I should have known better than to tune in to CNN this morning, where they were covering the reappearance of Jennifer Wilbanks, the missing bride from Georgia. The reporter covering the story live was speculating on the mental state of her fiancee; the marriage counselor from Seattle, Washington was holding forth on "cold feet" syndrome; the minister who was scheduled to perform the ceremony was holding a press conference; and the anchor holding it all together could barely contain her disappointment that the story was heading into its denouement.

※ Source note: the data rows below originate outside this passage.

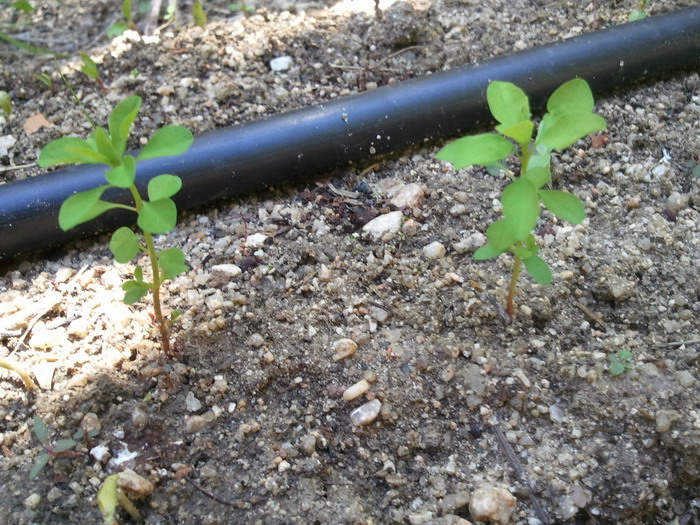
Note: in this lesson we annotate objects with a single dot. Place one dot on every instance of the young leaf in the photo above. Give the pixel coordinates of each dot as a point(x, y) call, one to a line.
point(40, 430)
point(89, 67)
point(70, 150)
point(476, 150)
point(538, 270)
point(135, 290)
point(123, 175)
point(521, 207)
point(562, 131)
point(124, 244)
point(167, 141)
point(82, 207)
point(120, 121)
point(63, 444)
point(573, 96)
point(500, 235)
point(163, 187)
point(40, 463)
point(487, 252)
point(172, 261)
point(508, 103)
point(158, 216)
point(564, 205)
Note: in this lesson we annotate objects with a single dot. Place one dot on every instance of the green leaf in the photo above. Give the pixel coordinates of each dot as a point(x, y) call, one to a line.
point(520, 132)
point(124, 244)
point(573, 96)
point(538, 177)
point(121, 120)
point(538, 270)
point(198, 13)
point(89, 67)
point(104, 146)
point(562, 131)
point(172, 261)
point(107, 499)
point(508, 103)
point(40, 430)
point(70, 150)
point(167, 141)
point(521, 207)
point(158, 216)
point(82, 207)
point(487, 252)
point(135, 291)
point(63, 444)
point(123, 176)
point(40, 463)
point(500, 235)
point(5, 102)
point(476, 150)
point(564, 205)
point(163, 187)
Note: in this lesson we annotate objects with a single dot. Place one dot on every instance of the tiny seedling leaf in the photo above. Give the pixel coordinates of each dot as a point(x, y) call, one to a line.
point(163, 187)
point(508, 103)
point(120, 121)
point(70, 150)
point(39, 464)
point(167, 141)
point(538, 270)
point(82, 207)
point(477, 150)
point(564, 205)
point(124, 244)
point(172, 261)
point(40, 430)
point(123, 176)
point(521, 207)
point(158, 216)
point(134, 291)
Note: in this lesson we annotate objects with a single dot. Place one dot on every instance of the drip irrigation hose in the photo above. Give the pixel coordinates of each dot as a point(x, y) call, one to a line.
point(317, 139)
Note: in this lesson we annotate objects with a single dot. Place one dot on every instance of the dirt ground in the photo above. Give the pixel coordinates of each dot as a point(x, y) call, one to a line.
point(250, 424)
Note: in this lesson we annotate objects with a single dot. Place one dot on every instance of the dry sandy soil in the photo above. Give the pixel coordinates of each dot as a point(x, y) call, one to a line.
point(248, 424)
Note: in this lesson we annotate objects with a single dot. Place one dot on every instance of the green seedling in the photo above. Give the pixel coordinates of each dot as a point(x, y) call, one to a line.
point(156, 215)
point(569, 118)
point(5, 102)
point(620, 362)
point(110, 497)
point(60, 449)
point(639, 12)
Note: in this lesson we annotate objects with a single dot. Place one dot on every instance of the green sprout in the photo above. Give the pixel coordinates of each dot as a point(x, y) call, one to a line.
point(156, 215)
point(569, 118)
point(620, 362)
point(60, 449)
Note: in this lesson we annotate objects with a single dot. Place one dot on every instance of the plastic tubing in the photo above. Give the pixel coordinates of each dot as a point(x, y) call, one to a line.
point(317, 139)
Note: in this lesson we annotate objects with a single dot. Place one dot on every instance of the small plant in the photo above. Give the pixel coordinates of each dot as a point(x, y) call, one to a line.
point(569, 118)
point(60, 449)
point(156, 215)
point(110, 497)
point(639, 12)
point(620, 362)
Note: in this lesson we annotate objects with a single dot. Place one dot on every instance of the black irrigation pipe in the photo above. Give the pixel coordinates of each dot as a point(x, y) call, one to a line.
point(317, 139)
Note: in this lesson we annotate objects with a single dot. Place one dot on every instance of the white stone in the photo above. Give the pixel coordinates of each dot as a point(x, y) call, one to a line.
point(384, 227)
point(434, 250)
point(281, 63)
point(493, 504)
point(365, 414)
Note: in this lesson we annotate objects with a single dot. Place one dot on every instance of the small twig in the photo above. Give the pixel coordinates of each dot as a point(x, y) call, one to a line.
point(209, 494)
point(520, 473)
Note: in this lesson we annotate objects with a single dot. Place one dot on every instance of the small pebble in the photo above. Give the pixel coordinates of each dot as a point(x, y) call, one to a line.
point(365, 414)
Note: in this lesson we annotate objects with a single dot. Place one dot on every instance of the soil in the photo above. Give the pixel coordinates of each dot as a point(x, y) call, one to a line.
point(248, 424)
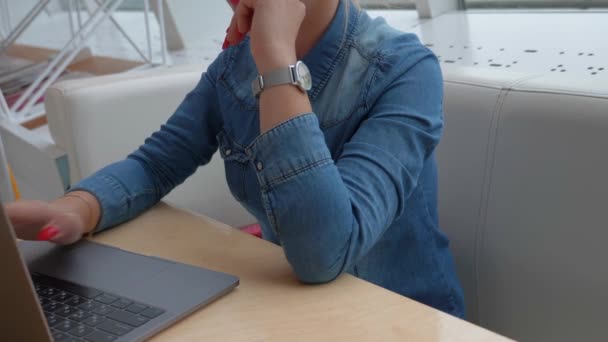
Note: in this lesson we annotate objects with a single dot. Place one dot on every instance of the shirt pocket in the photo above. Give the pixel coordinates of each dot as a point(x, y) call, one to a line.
point(236, 164)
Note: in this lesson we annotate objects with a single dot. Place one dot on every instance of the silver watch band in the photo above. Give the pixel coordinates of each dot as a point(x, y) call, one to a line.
point(274, 78)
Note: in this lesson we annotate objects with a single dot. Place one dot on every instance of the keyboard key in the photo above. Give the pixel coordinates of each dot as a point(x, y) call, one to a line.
point(89, 305)
point(136, 308)
point(79, 315)
point(51, 319)
point(100, 336)
point(122, 303)
point(52, 306)
point(65, 311)
point(75, 301)
point(81, 330)
point(106, 298)
point(65, 325)
point(76, 289)
point(44, 301)
point(94, 320)
point(114, 327)
point(103, 310)
point(48, 292)
point(58, 336)
point(152, 312)
point(62, 296)
point(127, 318)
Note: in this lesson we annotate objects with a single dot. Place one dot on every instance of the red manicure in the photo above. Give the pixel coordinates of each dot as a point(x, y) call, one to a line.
point(47, 233)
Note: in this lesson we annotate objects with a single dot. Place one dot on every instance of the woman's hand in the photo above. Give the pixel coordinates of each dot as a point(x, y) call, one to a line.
point(62, 221)
point(37, 220)
point(273, 26)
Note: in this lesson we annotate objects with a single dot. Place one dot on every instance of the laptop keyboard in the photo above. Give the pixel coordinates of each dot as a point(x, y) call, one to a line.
point(78, 313)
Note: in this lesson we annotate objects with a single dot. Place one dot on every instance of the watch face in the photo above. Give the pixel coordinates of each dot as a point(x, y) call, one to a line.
point(304, 77)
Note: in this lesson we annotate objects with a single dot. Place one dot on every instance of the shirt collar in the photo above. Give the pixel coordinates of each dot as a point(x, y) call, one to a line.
point(324, 56)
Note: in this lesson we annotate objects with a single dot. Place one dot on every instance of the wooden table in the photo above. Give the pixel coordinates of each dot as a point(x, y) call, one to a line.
point(270, 304)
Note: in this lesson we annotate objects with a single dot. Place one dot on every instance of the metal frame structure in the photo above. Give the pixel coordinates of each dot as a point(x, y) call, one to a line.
point(81, 31)
point(6, 189)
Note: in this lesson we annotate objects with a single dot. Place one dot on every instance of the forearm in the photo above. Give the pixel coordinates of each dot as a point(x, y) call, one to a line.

I should have known better because after about 15 minutes of this I found myself (in an empty house) yelling at the television set in disbelief. They're cutting to reporters live? They're bringing in experts? The minister is holding a press conference? They're spending this much time on a person who got on a Greyhound bus?

And thanks to the wonders of synergy, the story's plastered all over CNN.com. You have to love the backhanded way they deflect any criticism that producers may have been hoping for a story with a bit more legs...

Her disappearance quickly drew national media attention, including talk show speculation sometimes comparing the story to that of Laci Peterson, the pregnant woman who disappeared from her Modesto, California, home on Christmas Eve, 2002.

Ahhh, talk show speculation, eh? Surprised they didn't blame it on the bloggers. Of course, even with all the live coverage, I didn't see any tape of this...

The announcement that Wilbanks had been found set off a celebration among anxious relatives and friends. The joy turned to shocked silence about six hours later, when Schultz told reporters that Wilbanks had admitted fabricating the abduction story.

Now that would have been great television.

Update: So apparently the wedding isn't off, just postponed. Which gives the morning talk shows plenty of time to put their bids in for exclusive coverage of the event; or an enterprising CPG conglomerate to turn the whole thing into an exercise in product placement.